Birmingham City Schools is currently investigating reports of potential testing irregularities at two of its 43 schools and has handed over information about the matter to the Alabama State Department of Education (ALSDE), according to the school system on Friday.

The two schools are Henry Jefferson Oliver Elementary School in Birmingham’s Oak Ridge Park neighborhood and Malachi Wilkerson Middle School in East Thomas.

Both the school system and board intend to comply with any potential investigation from ALSDE, said a press release titled “Statement from Birmingham City Schools Superintendent Dr. Mark A. Sullivan.”

“We anticipate an investigation by ALSDE. The Birmingham Board of Education will support the investigation, and the district will provide any requested documents. If the investigation reveals any improprieties, the board will take appropriate action,” Sullivan said in the release.

After any state review is completed, BCS said it will make the report public and detail any applicable actions in response to the findings.

“Our school district has made significant strides in student achievement, and transparency is central to the progress we have achieved. We take our responsibility to our students very seriously,” Sullivan said.

School officials said they were transparent throughout the entire process which included notifying parents as well as state officials. The release did not detail what specific standardized tests where the irregularities were found.
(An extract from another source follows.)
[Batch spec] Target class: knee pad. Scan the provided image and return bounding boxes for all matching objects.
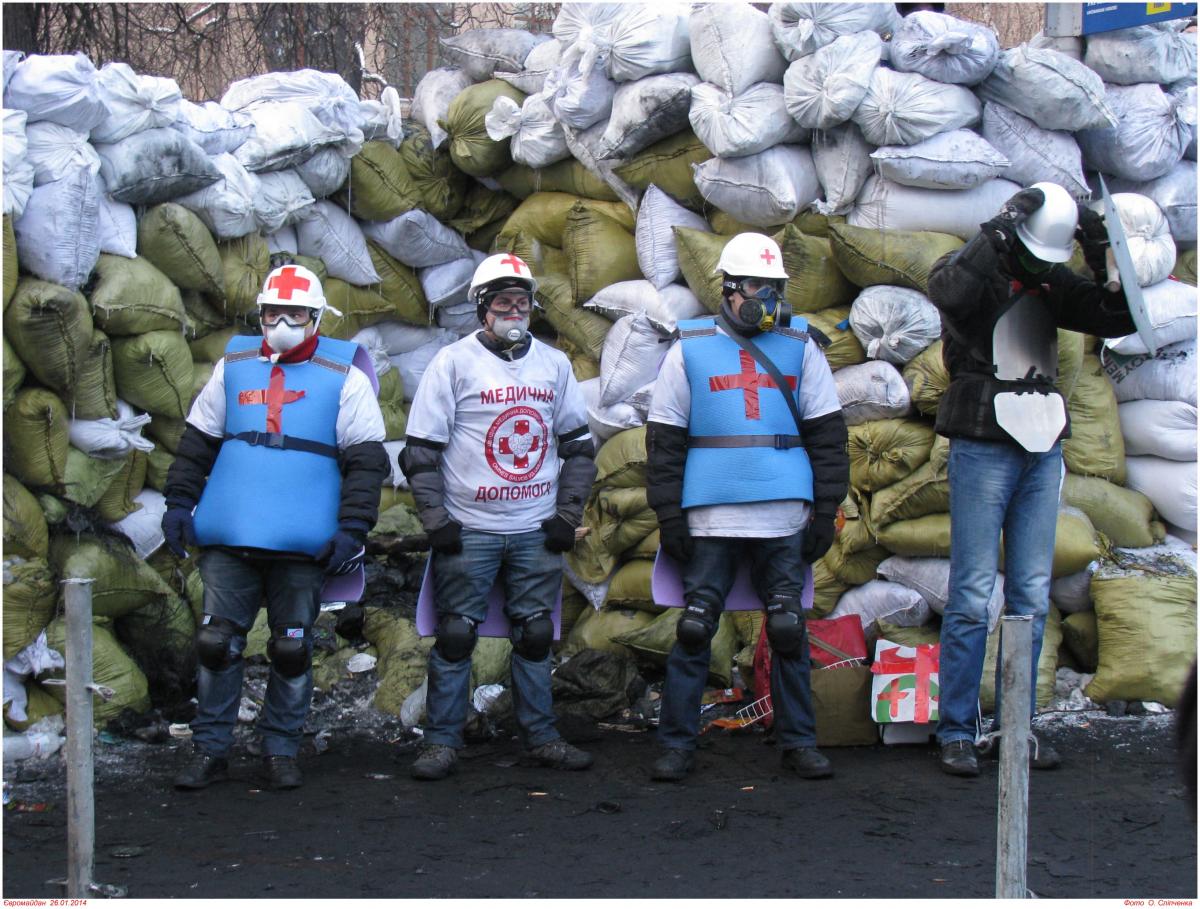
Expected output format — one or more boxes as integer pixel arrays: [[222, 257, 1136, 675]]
[[434, 613, 478, 663], [509, 613, 554, 663], [676, 602, 720, 656], [266, 625, 312, 679], [767, 596, 806, 656], [196, 615, 242, 673]]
News of the investigation comes the same week that city students return to school for the 2023-24 school year, the first year in which the Alabama Literacy Act, which passed in 2019 to help improve reading in the state’s public schools, takes effect.

At the end of this school year, third graders not reading at grade level will not move on to fourth grade, unless administrators can document their progress through good cause. One third of Oliver Elementary’s third graders were not reading on grade level by the end of the 2022-23 school year, according to results released last week by the ALSDE.